In assessing the impact of the Internet, the question is not whether it replaces (fully or partly) some other forms of communication and social contact. Because the Internet adds its own new forms of communication and social contact. For example, people may well attend fewer meetings and events outside the house and yet feel connected to a community of others who "meet" on a much more regular basis online.
The question is whether the new lifestyle is enjoyable and whether it nourishes humans or causes them damage. There is certainly a risk that some people get overly caught up in chat rooms and role playing, but a different kind of study is needed to assess this problem.
Work Invades Home
The study found that 28% of heavy Internet users report spending more time working at home (12% out of these 28% even reported spending more time at the office as well). This is decried as proving that work is invading the privacy of the home.
But why is it bad to integrate work life and home life? On the contrary, one could argue that it is an unhealthy deviation from human nature to designate a special location as the "office" and insist that all work take place there. In most of human history, people lived and worked in the same location and work efforts and leisure activities were intertwined. The need to have assembly line workers report to a central factory to crank out Model Ts is the only reason we temporarily had the notion of work being a separate part of life. Industrial era concept.
In the Internet economy, people have already started bringing their private life to the office. Much private email gets sent from company computers. Much private shopping takes place over the company's T-3 line since fast access is the only way one can suffer through many current e-commerce sites.
The real question is whether the Internet makes us more stressed. Unfortunately I tend to believe that the Internet does have some blame in this area due to the miserable design of current email systems.
But non-Internet technologies are even more to blame. Cell phones, pagers, fax machines, and Federal Express (guys in trucks!) all conspire to make us ever-more driven and ever-less capable of contemplation and thorough analysis.
The survey has a third finding which has not been reported very widely, despite the fact that it is much more credible than the two over-hyped findings:
Quoting from the Stanford report: "By far the most important factors facilitating or inhibiting Internet access are education and age, and not income - nor race/ethnicity or gender, each of which account for less than 5 percent change in rates of access and are statistically insignificant."
The study's analysis of the digital divide is credible because issues like race, education, and age are precisely defined and can be reported very accurately in a survey as long as the respondent feels comfortable that the survey is being administered by a credible institution (Stanford would certainly count here) and that the answers will be treated anonymously.
When splitting out the effect of the various variables, the study finds the following three main effects on Internet access:
- Education (having a college degree): +49%
- Age (older people compared with 18-25 years' olds): -43%
- Income (having high income): +21%
My interpretation of this finding is that the digital divide is a usability problem.
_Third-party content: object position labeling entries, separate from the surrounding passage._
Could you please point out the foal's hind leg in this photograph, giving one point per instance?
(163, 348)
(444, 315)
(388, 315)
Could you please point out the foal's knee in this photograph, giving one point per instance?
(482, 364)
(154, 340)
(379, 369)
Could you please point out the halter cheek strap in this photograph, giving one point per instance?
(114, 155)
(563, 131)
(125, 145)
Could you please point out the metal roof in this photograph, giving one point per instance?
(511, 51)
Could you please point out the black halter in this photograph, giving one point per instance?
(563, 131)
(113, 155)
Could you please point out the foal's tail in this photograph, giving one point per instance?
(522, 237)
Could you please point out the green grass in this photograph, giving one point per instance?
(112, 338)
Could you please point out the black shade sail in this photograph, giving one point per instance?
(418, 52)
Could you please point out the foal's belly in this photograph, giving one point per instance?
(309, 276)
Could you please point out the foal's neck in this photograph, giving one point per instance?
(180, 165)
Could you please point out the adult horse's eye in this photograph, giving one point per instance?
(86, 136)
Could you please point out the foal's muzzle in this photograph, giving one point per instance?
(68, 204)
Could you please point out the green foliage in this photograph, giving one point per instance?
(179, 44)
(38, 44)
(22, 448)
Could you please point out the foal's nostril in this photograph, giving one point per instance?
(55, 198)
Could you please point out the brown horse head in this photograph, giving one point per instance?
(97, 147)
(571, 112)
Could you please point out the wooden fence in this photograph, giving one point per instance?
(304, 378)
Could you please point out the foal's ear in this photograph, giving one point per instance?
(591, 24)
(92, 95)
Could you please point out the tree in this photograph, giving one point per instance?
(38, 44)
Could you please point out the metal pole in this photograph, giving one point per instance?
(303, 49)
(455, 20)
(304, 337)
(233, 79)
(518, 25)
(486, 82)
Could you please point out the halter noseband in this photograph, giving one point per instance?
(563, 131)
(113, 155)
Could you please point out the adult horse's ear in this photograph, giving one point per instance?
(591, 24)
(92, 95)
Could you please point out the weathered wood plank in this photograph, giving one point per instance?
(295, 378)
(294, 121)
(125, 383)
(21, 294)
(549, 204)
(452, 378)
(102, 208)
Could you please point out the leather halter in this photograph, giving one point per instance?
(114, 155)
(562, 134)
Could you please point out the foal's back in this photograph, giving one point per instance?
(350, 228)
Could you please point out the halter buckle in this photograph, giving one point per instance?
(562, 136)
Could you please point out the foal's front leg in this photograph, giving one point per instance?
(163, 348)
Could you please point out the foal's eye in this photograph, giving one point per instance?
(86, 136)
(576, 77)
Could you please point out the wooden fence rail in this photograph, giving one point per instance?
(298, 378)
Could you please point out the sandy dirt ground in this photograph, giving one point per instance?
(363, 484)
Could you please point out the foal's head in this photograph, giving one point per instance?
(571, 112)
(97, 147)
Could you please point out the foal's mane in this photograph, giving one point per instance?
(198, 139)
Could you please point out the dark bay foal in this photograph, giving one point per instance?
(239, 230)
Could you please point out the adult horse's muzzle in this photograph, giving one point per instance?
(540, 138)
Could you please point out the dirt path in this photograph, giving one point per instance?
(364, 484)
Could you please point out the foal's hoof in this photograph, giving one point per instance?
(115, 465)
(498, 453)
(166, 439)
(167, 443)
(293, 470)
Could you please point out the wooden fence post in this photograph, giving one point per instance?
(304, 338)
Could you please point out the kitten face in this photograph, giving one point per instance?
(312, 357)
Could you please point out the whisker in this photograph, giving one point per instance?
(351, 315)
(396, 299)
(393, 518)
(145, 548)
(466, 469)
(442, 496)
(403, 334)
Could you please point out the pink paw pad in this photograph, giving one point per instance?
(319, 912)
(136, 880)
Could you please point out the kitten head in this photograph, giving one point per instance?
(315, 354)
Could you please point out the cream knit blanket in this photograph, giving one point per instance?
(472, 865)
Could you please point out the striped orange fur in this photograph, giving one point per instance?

The politicians are targeting the wrong part of the problem when they treat the digital divide as an economic issue. True, there is a (smaller) problem due to the expense of computers, but this third-level problem is rapidly vanishing and will be completely gone in a few years when computers will cost the same as donuts.
Old people will not go away. In fact, people who are currently in their 40s and 50s will be around for a long time to come. We can't simply write them off just because kids have fewer problems using computers. The same is true for people without a college education. We can't force them all to go back to school for four years simply in order to participate in society.
There is only one answer: computers and the Internet have to be made substantially easier to use than they are now.